Why LinkedIn changed their tech stack

How to learn a new codebase/language quickly. Future trends in software engineering. Technical choices in Java's implementation of Hash Tables and how they compare to other languages. And more!

Dec 10, 2021

Hey Everyone,

Today we’ll be talking about

Why LinkedIn changed their data analytics tech stack
- LinkedIn previously used third party proprietary platforms for their data analytics tech stack.
- This approach led to scaling problems and made it hard to evolve the systems.
- LinkedIn switched to using open source software and the Hadoop ecosystem.
Trends in Software Engineering - An interesting article on trends that are currently changing the way we develop software.
- Infrastructure as Code
- Progressive Web Applications
- Remote Work
- Python
Plus, a couple awesome tech snippets on
- How to learn a new codebase/language fast
- An awesome, free textbook on cryptography
- How Java implements HashMap
- How to learn mathematics with the asterisk method

We also have a solution to our last coding interview question, plus a new question from Microsoft.

Quastor Daily is a free Software Engineering newsletter sends out FAANG Interview questions (with detailed solutions), Technical Deep Dives and summaries of Engineering Blog Posts.

Evolving LinkedIn’s Analytics Tech Stack

Steven Chuang, Qinyu Yue, Aaravind Rao and Srihari Duddukuru are engineers at LinkedIn. They published an interesting blog post on transitioning LinkedIn’s analytics stack from proprietary platforms to open source big data technologies.

Here’s a summary

During LinkedIn’s early stages (early 2010s), they were growing extremely quickly. To keep up with this growth, they leveraged several third party proprietary platforms (3PP) in their analytics stack.

Using these proprietary platforms was far quicker than piecing together off-the-shelf products.

LinkedIn relied on Informatica and Appworx for ETL to a Data Warehouse built with Teradata.

ETL stands for Extract, Transfer, Load.

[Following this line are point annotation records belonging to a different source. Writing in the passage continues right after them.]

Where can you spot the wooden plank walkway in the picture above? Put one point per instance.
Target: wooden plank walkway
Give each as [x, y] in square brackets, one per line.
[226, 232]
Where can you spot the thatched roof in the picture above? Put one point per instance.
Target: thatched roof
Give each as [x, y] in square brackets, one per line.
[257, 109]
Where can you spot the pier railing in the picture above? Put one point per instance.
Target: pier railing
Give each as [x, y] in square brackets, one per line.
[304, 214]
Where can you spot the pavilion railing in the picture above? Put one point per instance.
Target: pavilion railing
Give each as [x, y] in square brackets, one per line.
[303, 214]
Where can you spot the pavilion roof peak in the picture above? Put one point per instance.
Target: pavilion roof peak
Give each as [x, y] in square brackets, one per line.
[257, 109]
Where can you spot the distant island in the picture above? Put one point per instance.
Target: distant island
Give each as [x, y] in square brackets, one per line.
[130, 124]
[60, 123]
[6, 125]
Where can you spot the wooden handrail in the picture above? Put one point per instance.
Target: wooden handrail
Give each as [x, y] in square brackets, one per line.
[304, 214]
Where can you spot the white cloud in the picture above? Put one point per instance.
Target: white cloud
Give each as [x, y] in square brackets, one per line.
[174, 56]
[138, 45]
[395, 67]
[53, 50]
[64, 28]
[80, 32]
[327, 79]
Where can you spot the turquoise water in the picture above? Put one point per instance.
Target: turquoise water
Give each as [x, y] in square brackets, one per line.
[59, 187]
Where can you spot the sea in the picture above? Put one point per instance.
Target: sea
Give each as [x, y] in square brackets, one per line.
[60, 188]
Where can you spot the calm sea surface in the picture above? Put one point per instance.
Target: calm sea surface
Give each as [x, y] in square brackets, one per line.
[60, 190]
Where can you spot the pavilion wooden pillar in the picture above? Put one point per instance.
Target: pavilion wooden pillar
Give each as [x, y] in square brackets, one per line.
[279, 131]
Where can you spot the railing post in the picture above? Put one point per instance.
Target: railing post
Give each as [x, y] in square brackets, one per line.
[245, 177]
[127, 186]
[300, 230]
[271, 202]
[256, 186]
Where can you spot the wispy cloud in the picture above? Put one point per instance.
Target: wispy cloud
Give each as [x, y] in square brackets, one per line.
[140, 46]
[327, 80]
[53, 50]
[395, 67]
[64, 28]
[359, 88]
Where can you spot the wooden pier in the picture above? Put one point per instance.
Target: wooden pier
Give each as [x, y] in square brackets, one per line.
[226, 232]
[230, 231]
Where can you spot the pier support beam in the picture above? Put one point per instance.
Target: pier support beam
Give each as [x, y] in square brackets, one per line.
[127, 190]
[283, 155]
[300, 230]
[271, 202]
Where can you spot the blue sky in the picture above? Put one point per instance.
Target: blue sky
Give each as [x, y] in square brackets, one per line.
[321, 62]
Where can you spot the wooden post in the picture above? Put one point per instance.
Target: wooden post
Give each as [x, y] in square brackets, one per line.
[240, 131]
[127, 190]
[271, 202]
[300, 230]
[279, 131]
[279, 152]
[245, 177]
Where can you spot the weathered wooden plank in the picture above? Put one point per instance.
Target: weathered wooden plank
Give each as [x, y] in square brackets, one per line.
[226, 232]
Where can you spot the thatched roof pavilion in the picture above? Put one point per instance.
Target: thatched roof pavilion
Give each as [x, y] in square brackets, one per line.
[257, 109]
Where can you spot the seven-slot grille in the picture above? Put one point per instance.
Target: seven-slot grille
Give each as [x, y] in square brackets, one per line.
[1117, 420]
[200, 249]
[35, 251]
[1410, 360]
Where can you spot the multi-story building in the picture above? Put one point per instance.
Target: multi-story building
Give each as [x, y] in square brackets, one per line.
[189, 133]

It’s the process of copying data from various sources (the different data producers) into a single destination system (usually a data warehouse) where it can more easily be consumed.

illustration-of-linkedins-legacy-analytics-tech-stack

This stack served LinkedIn well for 6 years, but it had some some disadvantages:

Lack of freedom to evolve - Because of the closed nature of this system, they were limited in options for innovation. Also, integration with internal and open source systems was a challenge.
Difficulty in scaling - Data pipeline development was limited to a small central team due to the limits of Informatica/Appworx licenses. This increasingly became a bottleneck for LinkedIn’s rapid growth.

These disadvantages motivated LinkedIn engineers to develop a new data lake (data lakes let you contain raw data without having to structure it) on Hadoop in parallel.

You can read about how LinkedIn scaled Hadoop Distributed File System to 1 exabyte of data here.

However, they did not have a clear transition process, and that led to them maintaining both the new system and the legacy system simultaneously.

Data was copied between the tech stacks, which resulted in double the maintenance cost and complexity.

illustration-of-maintaining-redundant-data-warehouses — Maintaining redundant systems led to unnecessary complexity

Data Migration

To solve this issue, engineers decided to migrate all datasets to the new analytics stack with Hadoop.

In order to do this, the first step was to derive LinkedIn’s data lineage.

Data lineage is the process of tracking data as it flows from data sources to consumption, including all the transformations the data underwent along the way.

Knowing this would enable engineers to plan the order of dataset migration, identify zero usage datasets (and delete them for workload reduction) and track the usage of the new vs. old system.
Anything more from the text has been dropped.